Number of detected road users, total number of real road users and correct detection rate (A: cars, B: heavy vehicles; C: pedestrians, D: cyclists)

The tracking phase permits the detection of the same vehicle or pedestrian in all the positions which may be shown in a sequence of consecutive video frames. The system successfully identified pedestrians and vehicles in the lateral position with respect to the rails.

Therefore, the speed component of the users orthogonal to the rails can be estimated and by specific safety protection algorithm the collision warning function can be activated.

The implementation of this advanced detection method based on deep learning together to a collision warning system in ADAS may increase the safety of novel autonomous trams and autonomous rapid trams (ARTs). For such novel types of transportation systems, a Safety Protection Framework could be structured like the one shown in Fig. 17. The implementation of this advanced detection method based on deep learning together to a collision warning system in ADAS.

Fig. 17
figure 17

Safety Protection Framework

7 Conclusions

Artificial intelligence and deep learning-based techniques are the future of Advanced Driver-Assistance Systems (ADAS) technologies. In this article is presented a technique for real-time pedestrians, vehicles and cyclists detection, tracking and recognition along a tramway infrastructure in a complex urban environment by Computer Vision and deep learning approaches. In particular, the YOLOv3 algorithm, RANSAC model and Kalman filter were used.
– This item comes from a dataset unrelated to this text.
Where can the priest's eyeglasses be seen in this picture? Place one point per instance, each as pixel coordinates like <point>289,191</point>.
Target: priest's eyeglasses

Experimental activities were conducted in the tramway Line 2 “Borgonuovo –Notarbartolo” in the city of Palermo (Italy) on the segment crossing a Tree-arms roundabout. A survey vehicle equipped with a video camera was used in the research. Traffic video recordings, with the resolution of 1280 × 720 pixels, were analyzed using a workstation with Intel(R) Core(TM) i7-4510 CPU @ 2.00 Hz 2.60 GHz – Memory RAM 20 Gb, Windows 10 Home.

The proposed method is able to search and detect the position of private vehicles, pedestrians and cyclists near and over the rails in front of the tram in a very precise way despite the detection and the tracking of obstacles in complex urban environment have many complications due to the tram speed, the dissemination of forms (blurring) and the changing of the background which can greatly complicates its accuracy.

In fact, the Accuracy, the Loss and the Precision values obtained with the YOLOv3, during the Neural networks training process prove that the proposed training model detects even the position of several obstacles (vehicles, pedestrians and cyclists) at the same time with high accuracy in each frame. In particular the pedestrian trajectories and the speeds component orthogonal to the rails can be estimated. This type of information is useful in the safety protection algorithm and in the collision warning function.

Although the proposed procedure needs to be validated with a greater number of tests, the first results demonstrate the effectiveness of the proposed algorithm with overall good outcomes (minimum correct detection rate: 96%).

Therefore, the proposed method guarantees high accuracy and precision in object detection and therefore could be used in advanced driver-assistance systems or in autonomous trams and autonomous rapid trams (ARTs) in order to achieve a high level of safety both in traditional and smart cities.